A te, fuor che di balli e di furtivi
Mescolamenti, non accese mai
Nobile ardor questo femmineo petto
Ch’or non palpita più; fuor che d’alterno
Mutar di gozzoviglie, a te più saldo
Pensier mai non picchiò qui dentro a questa
Breve fronte di marmo, a cui sì pura
Forma, certo per gioco, un dio concesse.
Bello non era il figlio mio? Ma forte
Era del pari e alle fatiche avvezzo;
In poc’ora ei perì, ma su l’onesto
Lavoro la ferrigna Ate il percosse.
Te in ozj turpi un dio prostrò; cadesti
A par d’infruttuoso arbore, in cui
Vibra fischiando il contadin la scure:
Poco esso dura a’ colpi aspri, chè vuoto,
Ancor che liscia ha la corteccia, è tutto,
E con vano fragor cade, allietando
Il provvidente agricoltor, che sgombro
Respirar vede il campo e liberati
Dall’uggia grave i sottostanti arbusti.
Tu cadesti così; così deh possa
Giove sempre colpir chi, di benigni
Sensi sdegnoso e ad alte imprese inetto,
Nelle sostanze altrui, nelle altrui donne
L’iniqua mano insidíoso avventa!
CIRCE.
Poi che l’eroe di multiforme ingegno
Dalla magica sponda il legno sciolse,
Tornò pensosa al rilucente albergo
E al suo telajo d’òr Circe si assise,
Circe, terribil dea che dall’austera
Itacense virtà prima fu vinta.
Pigra scorrea tra’ varíati stami
La spola, agile un dì; raro l’arguto
Pettine castigava il lento ordito,
Già che il pensiero della dea lontano
Veleggiava dall’opera e l’alata
Prora inseguía con le profonde ciglia.
Su l’inarato mare alto splendeva
Centuplicato dagli ondosi specchi
E dal palagio adamantino il Sole;
Ma non come già tempo ella esprimea
Dal niveo petto le squillanti voci:
Tutto intorno tacea, se non che il lene
Mormoreggiar de le bacianti spume
Mesceasi al canto del vicin querceto,
D’ombre largo e di cibo all’insolente
Mandra, che intrisa del circèo veleno,
Dell’esser primo e del mutato aspetto
Poca memoria e nessun danno avea.
Tutto quanto fu il dì, con mesta cura
Mirò la dea l’avventurosa vela;
Nè l’acume divin pria le fu scemo,
Che tra ’l vapore vespertin, cresciuto
Dal fumo dell’istante Erebo, quasi
In grembo al suo destin, quella s’immerse.

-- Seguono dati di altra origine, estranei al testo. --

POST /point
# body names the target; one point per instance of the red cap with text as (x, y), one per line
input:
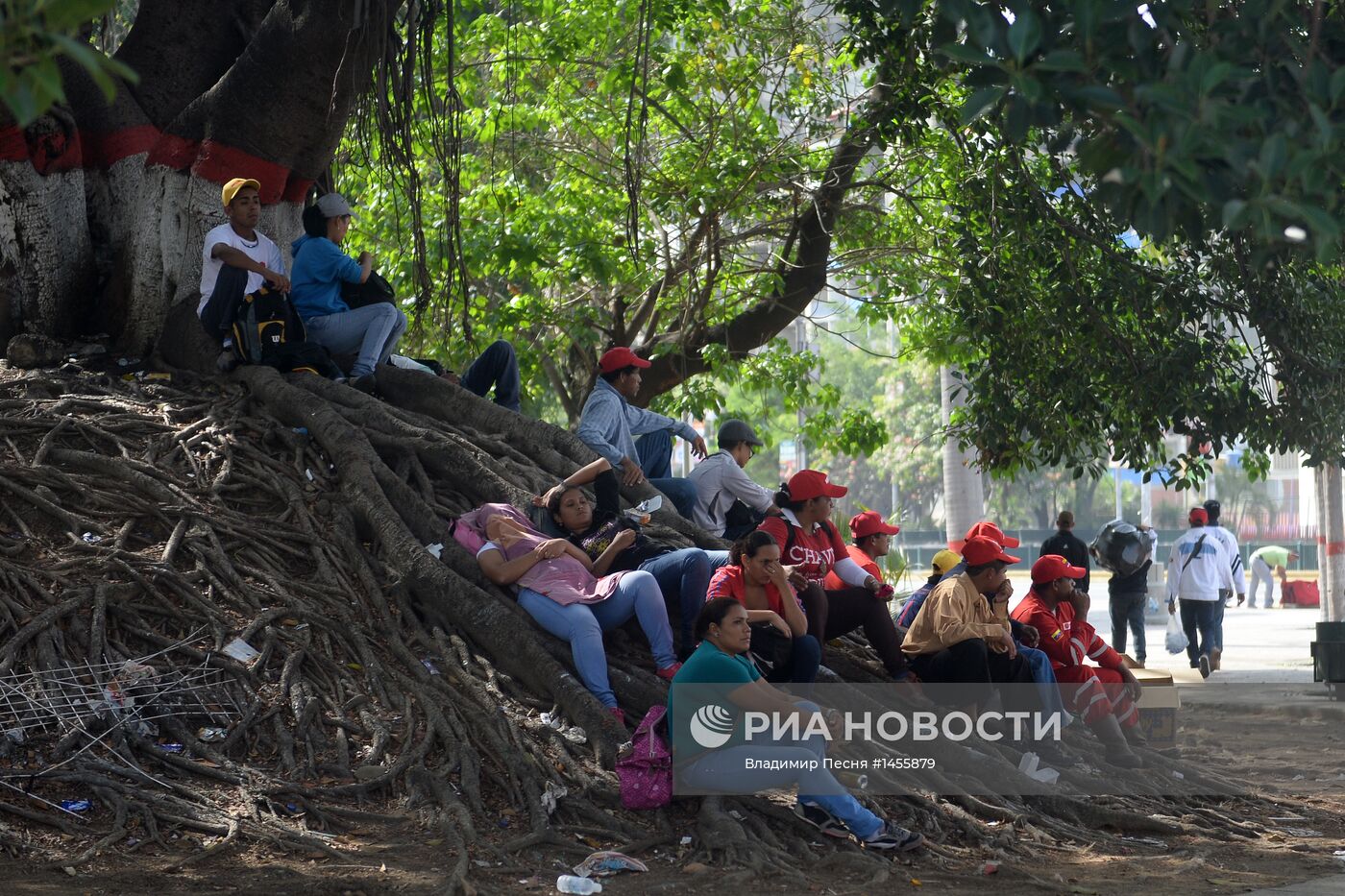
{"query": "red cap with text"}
(870, 523)
(981, 550)
(813, 483)
(615, 359)
(991, 532)
(1052, 567)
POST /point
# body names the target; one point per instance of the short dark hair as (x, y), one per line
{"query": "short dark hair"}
(713, 614)
(315, 222)
(783, 500)
(616, 375)
(749, 544)
(553, 506)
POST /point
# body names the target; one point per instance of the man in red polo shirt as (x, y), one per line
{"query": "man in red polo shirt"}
(1103, 694)
(869, 540)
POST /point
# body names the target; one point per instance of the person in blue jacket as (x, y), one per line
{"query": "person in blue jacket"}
(316, 278)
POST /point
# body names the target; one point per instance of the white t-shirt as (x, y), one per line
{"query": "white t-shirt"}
(262, 249)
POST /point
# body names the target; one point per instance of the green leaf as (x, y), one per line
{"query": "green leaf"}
(1025, 34)
(1063, 61)
(979, 103)
(967, 54)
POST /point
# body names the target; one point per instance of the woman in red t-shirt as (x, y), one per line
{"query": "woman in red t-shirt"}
(810, 547)
(753, 577)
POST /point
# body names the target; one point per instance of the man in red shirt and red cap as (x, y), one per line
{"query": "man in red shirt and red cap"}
(1103, 694)
(810, 547)
(609, 424)
(870, 539)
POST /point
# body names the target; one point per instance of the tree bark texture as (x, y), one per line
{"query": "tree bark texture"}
(104, 207)
(964, 496)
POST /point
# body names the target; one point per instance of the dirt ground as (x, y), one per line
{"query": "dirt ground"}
(403, 859)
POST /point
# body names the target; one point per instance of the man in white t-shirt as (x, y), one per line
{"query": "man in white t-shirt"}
(235, 260)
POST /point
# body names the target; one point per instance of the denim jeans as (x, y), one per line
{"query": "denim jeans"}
(1127, 611)
(1261, 574)
(683, 577)
(1042, 674)
(655, 456)
(726, 770)
(498, 368)
(582, 624)
(370, 332)
(1199, 617)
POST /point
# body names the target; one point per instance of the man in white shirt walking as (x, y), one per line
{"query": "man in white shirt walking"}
(728, 503)
(1235, 557)
(1197, 569)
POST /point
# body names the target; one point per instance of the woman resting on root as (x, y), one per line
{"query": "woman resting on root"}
(810, 546)
(614, 543)
(557, 588)
(739, 767)
(779, 630)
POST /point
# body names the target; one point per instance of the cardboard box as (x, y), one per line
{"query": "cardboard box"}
(1159, 704)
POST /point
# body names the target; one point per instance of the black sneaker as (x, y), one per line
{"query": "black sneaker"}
(822, 819)
(893, 835)
(366, 383)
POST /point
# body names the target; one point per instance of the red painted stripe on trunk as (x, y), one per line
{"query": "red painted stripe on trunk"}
(219, 163)
(208, 159)
(105, 150)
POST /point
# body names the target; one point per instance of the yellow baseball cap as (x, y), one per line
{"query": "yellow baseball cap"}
(234, 186)
(945, 560)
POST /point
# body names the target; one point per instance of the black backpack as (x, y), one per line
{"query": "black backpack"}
(268, 331)
(356, 295)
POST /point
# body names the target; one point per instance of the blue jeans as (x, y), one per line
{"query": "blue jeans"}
(685, 574)
(655, 456)
(1127, 611)
(1045, 680)
(582, 624)
(1219, 623)
(370, 332)
(726, 770)
(498, 368)
(1199, 617)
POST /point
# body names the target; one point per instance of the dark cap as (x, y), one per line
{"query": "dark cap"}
(735, 430)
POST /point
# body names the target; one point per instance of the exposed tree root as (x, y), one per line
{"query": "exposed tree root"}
(167, 521)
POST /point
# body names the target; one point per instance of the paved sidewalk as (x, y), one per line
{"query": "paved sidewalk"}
(1320, 886)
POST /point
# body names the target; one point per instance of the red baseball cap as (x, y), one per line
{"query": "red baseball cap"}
(1052, 567)
(813, 483)
(870, 523)
(619, 358)
(994, 533)
(981, 549)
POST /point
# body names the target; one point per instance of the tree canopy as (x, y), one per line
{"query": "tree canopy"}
(1210, 131)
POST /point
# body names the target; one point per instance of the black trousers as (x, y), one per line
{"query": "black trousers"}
(975, 667)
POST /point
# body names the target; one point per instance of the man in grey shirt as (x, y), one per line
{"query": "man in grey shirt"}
(609, 424)
(728, 503)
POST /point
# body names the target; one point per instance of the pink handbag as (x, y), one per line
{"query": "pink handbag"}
(646, 771)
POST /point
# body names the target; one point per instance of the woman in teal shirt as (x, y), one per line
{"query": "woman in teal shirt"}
(721, 658)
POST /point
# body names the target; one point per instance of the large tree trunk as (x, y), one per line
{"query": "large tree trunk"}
(104, 207)
(964, 496)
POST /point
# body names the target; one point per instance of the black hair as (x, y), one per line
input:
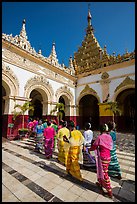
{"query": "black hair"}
(48, 123)
(111, 125)
(71, 124)
(64, 123)
(88, 126)
(103, 128)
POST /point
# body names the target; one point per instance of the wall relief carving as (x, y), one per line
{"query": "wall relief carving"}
(127, 81)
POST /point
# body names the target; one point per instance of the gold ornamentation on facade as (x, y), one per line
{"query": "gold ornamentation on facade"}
(105, 75)
(10, 78)
(88, 89)
(64, 90)
(90, 56)
(127, 81)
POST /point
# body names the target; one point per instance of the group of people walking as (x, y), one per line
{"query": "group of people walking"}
(74, 148)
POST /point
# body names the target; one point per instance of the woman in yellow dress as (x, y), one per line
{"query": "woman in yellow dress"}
(76, 140)
(63, 147)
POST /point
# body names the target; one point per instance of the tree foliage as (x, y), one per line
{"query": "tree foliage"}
(23, 108)
(59, 108)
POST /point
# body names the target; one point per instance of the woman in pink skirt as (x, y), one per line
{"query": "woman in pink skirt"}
(49, 134)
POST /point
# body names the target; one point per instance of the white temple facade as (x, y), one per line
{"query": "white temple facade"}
(92, 80)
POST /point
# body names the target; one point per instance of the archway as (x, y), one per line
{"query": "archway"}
(62, 100)
(36, 97)
(3, 101)
(89, 111)
(126, 101)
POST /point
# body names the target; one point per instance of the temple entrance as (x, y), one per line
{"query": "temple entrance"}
(61, 100)
(3, 101)
(36, 102)
(126, 101)
(89, 111)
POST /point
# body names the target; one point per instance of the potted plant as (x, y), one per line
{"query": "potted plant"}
(23, 108)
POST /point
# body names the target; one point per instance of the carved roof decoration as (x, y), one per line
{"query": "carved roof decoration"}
(7, 71)
(21, 41)
(105, 75)
(127, 81)
(91, 56)
(64, 90)
(88, 89)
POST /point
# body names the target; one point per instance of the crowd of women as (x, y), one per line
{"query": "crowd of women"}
(75, 148)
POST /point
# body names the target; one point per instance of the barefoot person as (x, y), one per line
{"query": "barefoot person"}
(102, 146)
(76, 141)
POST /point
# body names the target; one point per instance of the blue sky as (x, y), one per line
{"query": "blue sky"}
(65, 24)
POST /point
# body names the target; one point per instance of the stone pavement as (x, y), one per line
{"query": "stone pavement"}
(28, 177)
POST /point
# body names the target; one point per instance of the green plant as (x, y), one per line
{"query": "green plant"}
(23, 108)
(59, 108)
(23, 129)
(113, 106)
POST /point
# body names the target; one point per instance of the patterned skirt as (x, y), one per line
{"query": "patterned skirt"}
(49, 145)
(63, 149)
(73, 166)
(39, 141)
(88, 159)
(102, 171)
(114, 168)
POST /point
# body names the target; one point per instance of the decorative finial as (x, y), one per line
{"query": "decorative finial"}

Un insolito affanno allor più volte
Le scosse il cor già sempre uguale, e pianto
Forse ella avría, se da la sua pupilla
Era il velarsi d’una tal rugiada.
Pur la faccia marmorea al cielo eresse,
E al Sol che grande e nitido pendea
Sul mar già fatto d’ametista, in voce
Supplichevole: O Sol, disse, o veggente
Padre, e tu Perse, veneranda prole
Dell’Oceán che tutto allaccia, oh s’io
Da voi non nacqui indarno, e di sì strana
Beltà non fui per mio ludibrio adorna,
Un mio prego ascoltate; e quando il nume
Di Giove o il poter vostro a voi nol vieti,
In mia sola mercè dategli effetto,
Sì che la cura io domi, onde son morsa
Veracemente, dacchè un uom mortale
Me vinse e il mio candido letto ascese.